Throughout the institutionalization of the exercise (RAE 1996, RAE 2001, RAE 2008, and REF 2014), numerous changes restructured the system to formalize and standardize procedures among panels and between disciplines or units of assessment (see Marques et al. 2017). Two important moments in the intensification of the competition within the field are changes in the rating scale and the government’s decision, in 2003, to concentrate the allocation of funding in the top-rated universities, exacerbating stratification. In RAE 1996 and RAE 2001, the research evaluation system allocated research funding based on a seven-point rating scale (1, 2, 3b, 3a, 4, 5, 5*) attributing to each department an overall profile. From RAE 2008 onwards, the rating is distributed in percentages for each point (e.g., 3 = 25%), and based of a rating scale that ranges from 0 to 4: “unclassified,” “below the standard of nationally recognized work,” 1* as “nationally recognized,” 2* as “internationally recognized,” 3* “internationally excellent,” and 4* as “world-leading” (REF 2014). Before 2003, departments that achieved a 3a were awarded funding, while in the following years only departments rated as 4 (RAE 2001) and 3 (RAE 2008 and REF 2014) were granted research funding. This pressured universities to make sure that they reach at least the rating that would secure the allocation of some funding:
“Unfortunately, the government said we had to move to only rewarding the very best. That didn’t actually shift much money around, and it had the drawback of telling people that what we classified as two-star research wasn’t worth funding. And that’s very unfortunate... I would be very proud if I was doing two-star research, you are still doing stuff that moves the discipline forward, which is quite satisfactory. However, according to the government’s decision you concentrate more money on the best” (FM22).

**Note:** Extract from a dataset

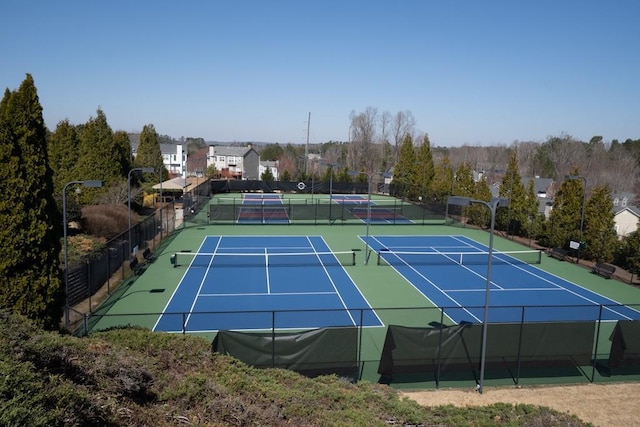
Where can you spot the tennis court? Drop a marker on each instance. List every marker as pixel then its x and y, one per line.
pixel 451 271
pixel 262 209
pixel 364 209
pixel 264 282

“The idea is that originally, you know, research was rated as one, two, three, four, five, and even two-rated institutions got some money. And what’s been happening over the past 20-30 years is that this funding has become more and more selective. So now only the very, very top institutions are getting any REF-funded money” (FM16).
A second development was the introduction of a transparency policy in 2001 to ensure that RAE/REF submissions and results are available to the wider public, which led to the use of ratings results by media organizations. While Higher Education Funding Councils (HEFCs) in the UK produce ratings to inform and legitimate the allocation of funds, media organizations produce rankings to make profits, often through sales of newspapers, magazines, guidebooks, and online sources. Also, since 2001, the Times Higher Education has created RAE league tables (for RAE 2001) and “tables of excellence” (for REF 2008 and for REF 2014), contributing to the mediatization of these scientific evaluations. In the RAE 2001’s league table, only universities were ranked. In RAE 2008, not only universities themselves, but also individual “Units of Assessment” were ranked, through the calculation of a grade point average (GPA) for each unit, department, and, finally, university. In the REF 2014, the same rationale was applied, with the addition of a new category called “research power” to tie-break universities with the same GPA. The result is based on the multiplication of a GPA and the total number of full-time equivalent staff submitted to the REF. Similarly, The Guardian newspaper has published RAE/REF rankings since 2001. For the last exercise, The Guardian used the “power rankings,” created by Research Fortnight, to determine the total funding allocation for each organization.
The gradual evolution of scrutiny of media companies to not only rank universities’ performance but also that of departments and schools can be understood as “shaping forces,” that exacerbate the competitiveness of the environment in which universities and schools are embedded:
“But be aware that big tables are constructed by the journalists. Now, it’s not our job, I am afraid, to make it easy for anyone in the league tables to win… I think in practice there’s a project system as well and it is more extreme in most ways than the system we run. All people have got to do is publish ideally four, it might produce less, outputs. If you publish four decent outputs, there is no pressure doing anything else” (FM22).
“Oh, enormously, enormously [media rankings on the intensification of competition]. What happens is, it makes these sorts of rankings dominate everything, because you’ve got these rankings out there. So, I think it’s had a huge impact” (FM17).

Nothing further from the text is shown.